Les sens de Linda s’effacent, ceux de Kuroki prennent le relais.

*** *** ***

Il est accoudé au comptoir de la forge et observe Michel qui le regarde aussi. Il est tout juste sept heures du matin, mon ERA restant est à 912.

« J’ai affûté la lame en la polissant et j’ai remplacé la poignée qui était usée. »

« Merci, Kuroki ! J’aime beaucoup cette arme, même si Papa m’a dit d’en changer. »

Kuroki remet son épée à Michel, qui l’attache à sa ceinture en laissant une pensée s’égarer.

(Kuroki est peu musclé, mais sa force est bien réelle.)

« Je sais, Michel.

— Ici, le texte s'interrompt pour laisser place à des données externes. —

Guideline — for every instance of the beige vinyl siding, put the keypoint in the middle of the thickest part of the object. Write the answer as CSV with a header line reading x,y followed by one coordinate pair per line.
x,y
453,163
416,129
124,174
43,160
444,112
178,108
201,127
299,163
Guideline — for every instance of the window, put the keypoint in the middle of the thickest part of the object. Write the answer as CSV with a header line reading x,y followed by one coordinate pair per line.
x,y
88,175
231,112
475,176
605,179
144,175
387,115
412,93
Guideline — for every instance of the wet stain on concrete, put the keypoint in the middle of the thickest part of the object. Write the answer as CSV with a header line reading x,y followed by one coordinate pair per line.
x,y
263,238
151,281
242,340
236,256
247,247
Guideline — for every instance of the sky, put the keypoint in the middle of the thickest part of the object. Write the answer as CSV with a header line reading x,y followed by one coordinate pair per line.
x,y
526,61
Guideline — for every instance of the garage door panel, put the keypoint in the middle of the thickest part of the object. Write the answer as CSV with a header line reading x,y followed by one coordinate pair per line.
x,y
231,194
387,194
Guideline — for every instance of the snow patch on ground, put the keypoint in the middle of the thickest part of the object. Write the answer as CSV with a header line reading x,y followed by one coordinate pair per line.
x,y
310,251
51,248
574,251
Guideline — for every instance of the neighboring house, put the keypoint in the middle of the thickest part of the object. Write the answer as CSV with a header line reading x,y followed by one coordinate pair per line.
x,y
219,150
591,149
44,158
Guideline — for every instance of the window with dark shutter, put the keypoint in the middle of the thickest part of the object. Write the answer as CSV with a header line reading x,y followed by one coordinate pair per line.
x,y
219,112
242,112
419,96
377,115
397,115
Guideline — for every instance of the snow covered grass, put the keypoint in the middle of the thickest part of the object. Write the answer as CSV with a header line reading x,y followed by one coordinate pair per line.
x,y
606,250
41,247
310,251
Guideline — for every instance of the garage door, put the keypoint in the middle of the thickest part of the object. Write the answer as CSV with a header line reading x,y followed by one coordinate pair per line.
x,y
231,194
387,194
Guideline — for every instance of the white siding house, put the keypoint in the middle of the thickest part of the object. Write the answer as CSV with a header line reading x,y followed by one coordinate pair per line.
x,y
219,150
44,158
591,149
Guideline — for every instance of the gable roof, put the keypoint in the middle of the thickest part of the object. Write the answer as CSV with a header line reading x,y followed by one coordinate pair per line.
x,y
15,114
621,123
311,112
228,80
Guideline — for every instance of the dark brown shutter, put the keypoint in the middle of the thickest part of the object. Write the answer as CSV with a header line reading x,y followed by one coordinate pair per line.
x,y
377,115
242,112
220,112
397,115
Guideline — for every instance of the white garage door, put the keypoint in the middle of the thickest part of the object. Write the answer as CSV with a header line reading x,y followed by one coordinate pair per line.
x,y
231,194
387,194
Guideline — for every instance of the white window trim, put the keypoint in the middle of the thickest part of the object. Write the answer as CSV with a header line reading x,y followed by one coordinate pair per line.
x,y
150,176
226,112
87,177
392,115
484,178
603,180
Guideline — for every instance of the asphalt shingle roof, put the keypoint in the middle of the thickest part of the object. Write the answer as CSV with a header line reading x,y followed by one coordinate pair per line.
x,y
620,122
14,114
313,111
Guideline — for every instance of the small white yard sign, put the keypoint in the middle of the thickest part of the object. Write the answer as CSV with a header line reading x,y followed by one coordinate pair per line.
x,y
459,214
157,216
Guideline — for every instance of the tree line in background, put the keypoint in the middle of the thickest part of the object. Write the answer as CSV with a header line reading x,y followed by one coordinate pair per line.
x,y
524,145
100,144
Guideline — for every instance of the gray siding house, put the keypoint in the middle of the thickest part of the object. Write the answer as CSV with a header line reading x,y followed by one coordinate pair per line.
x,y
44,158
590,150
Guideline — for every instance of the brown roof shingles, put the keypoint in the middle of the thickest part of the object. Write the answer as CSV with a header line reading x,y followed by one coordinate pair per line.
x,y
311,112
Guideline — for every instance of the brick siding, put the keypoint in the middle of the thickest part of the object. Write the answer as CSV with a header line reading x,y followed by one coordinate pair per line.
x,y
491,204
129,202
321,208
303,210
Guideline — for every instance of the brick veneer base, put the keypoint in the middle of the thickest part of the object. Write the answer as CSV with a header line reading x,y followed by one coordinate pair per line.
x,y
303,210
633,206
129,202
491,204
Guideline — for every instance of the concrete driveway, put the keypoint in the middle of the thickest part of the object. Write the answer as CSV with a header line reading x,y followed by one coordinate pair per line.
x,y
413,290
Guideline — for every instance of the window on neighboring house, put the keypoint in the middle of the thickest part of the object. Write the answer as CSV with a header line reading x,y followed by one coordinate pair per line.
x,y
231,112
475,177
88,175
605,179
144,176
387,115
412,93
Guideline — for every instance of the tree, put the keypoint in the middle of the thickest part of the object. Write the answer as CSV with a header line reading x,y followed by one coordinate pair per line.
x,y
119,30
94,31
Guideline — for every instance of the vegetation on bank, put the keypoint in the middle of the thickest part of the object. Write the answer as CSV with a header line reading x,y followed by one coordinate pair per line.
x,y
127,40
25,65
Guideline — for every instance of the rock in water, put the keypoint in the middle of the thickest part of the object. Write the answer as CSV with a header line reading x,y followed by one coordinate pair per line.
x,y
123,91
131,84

Après tout, Kenji, te l’avait offerte pour tes cinq ans. »

« C’est vrai que ça date. »

« Au fait, désolé d’avoir pris du retard pour ton cadeau d’anniversaire. »

« Ne t’en fais pas, je comprends que tes commandes passent en priorité. »

« Je vais quand même le finir dès que possible, mais je dois encore le peaufiner. »

« Bon ! Je vais aller te chercher ce minerai d’argent dans la journée. »

« Merci, je compte sur toi. »

Les sens de Mizuki guident de nouveau mes perceptions alors qu’elle siffle doucement.